Although
aspirin is effective in the prevention and treatment of
cardiovascular diseases, the optimal dose remains uncertain. The purpose of this study was to compare the platelet inhibitory and
prostacyclin-sparing effects of 2 doses (81 and 325 mg) and forms (enteric-coated and regular) of
aspirin. Since platelet reactivity has been reported to increase after strenuous exercise, a known trigger of
myocardial infarction, subjects were studied following maximal treadmill exercise as well as at rest. Forty male healthy subjects were evaluated using a randomized, double-blind, parallel study design. Blood samples were obtained before and after maximal treadmill exercise at baseline and after 7 days on
aspirin therapy. Both enteric and regular
aspirin in 81- and 325-mg dosages markedly inhibited
adenosine diphosphate and
epinephrine-induced aggregation at rest and after exercise.
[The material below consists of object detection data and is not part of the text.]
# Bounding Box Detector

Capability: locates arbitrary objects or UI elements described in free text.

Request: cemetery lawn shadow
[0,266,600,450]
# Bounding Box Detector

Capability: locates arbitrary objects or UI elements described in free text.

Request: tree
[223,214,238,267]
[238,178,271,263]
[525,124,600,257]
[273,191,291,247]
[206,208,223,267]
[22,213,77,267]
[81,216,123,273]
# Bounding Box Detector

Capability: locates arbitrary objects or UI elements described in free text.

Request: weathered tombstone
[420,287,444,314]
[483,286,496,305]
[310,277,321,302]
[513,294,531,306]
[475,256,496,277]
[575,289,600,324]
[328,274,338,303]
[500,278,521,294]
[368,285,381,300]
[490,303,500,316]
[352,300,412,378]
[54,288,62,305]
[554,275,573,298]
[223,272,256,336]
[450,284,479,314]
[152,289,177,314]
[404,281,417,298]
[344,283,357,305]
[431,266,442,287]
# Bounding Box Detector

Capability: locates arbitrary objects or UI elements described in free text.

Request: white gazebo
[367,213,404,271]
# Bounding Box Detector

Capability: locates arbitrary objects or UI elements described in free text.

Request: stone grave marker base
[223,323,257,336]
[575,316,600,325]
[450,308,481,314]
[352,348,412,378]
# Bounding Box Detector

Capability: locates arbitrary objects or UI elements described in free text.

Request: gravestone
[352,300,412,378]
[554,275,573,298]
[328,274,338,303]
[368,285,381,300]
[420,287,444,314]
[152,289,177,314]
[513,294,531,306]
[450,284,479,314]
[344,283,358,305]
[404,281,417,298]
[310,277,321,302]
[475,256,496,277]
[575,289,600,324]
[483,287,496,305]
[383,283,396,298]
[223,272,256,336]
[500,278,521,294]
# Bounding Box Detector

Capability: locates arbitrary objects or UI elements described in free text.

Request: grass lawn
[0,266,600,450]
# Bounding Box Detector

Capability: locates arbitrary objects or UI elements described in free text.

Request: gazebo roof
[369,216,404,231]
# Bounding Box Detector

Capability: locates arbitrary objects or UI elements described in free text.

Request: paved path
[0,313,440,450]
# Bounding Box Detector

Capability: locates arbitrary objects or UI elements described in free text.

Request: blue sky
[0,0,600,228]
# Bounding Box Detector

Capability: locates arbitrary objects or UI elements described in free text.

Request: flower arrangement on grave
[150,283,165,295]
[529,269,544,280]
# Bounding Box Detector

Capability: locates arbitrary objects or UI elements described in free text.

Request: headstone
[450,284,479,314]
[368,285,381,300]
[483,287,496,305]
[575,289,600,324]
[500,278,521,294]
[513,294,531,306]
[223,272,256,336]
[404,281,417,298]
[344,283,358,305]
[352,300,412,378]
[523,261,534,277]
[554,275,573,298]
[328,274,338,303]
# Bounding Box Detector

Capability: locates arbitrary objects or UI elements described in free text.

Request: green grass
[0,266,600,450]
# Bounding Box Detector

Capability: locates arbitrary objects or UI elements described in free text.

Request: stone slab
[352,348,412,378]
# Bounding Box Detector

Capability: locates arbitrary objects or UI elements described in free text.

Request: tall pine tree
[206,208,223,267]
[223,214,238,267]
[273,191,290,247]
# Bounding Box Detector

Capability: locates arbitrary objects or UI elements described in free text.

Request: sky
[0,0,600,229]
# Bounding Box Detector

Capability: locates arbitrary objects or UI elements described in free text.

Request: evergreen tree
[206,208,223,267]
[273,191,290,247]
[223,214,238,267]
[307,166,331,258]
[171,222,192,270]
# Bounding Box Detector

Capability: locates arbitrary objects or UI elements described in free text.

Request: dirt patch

Aspirin also inhibited the platelet response to
collagen as assessed by a longer lag time to aggregation. The prolongation of lag time was greater for 325 mg than for 81 mg (100 +/- 7 vs 91 +/- 7; p = 0.04, after exercise). There were no significant dose-related differences in plasma 6-keto-prostaglandin F1alpha level; however, enteric-coated
aspirin inhibited the exercise-induced increase in 6-keto-prostaglandin F1alpha to a lesser extent than regular
aspirin. Although both doses (81 and 325 mg) and types (regular and enteric-coated) of
aspirin inhibited
adenosine diphosphate and
epinephrine-induced aggregation equally, the 325-mg dose inhibited
collagen-induced aggregation to a greater extent than 81 mg. The greater platelet inhibition observed with 325 mg may be clinically relevant in
acute coronary syndromes characterized by plaque
rupture with extensive
collagen exposure and platelet activation.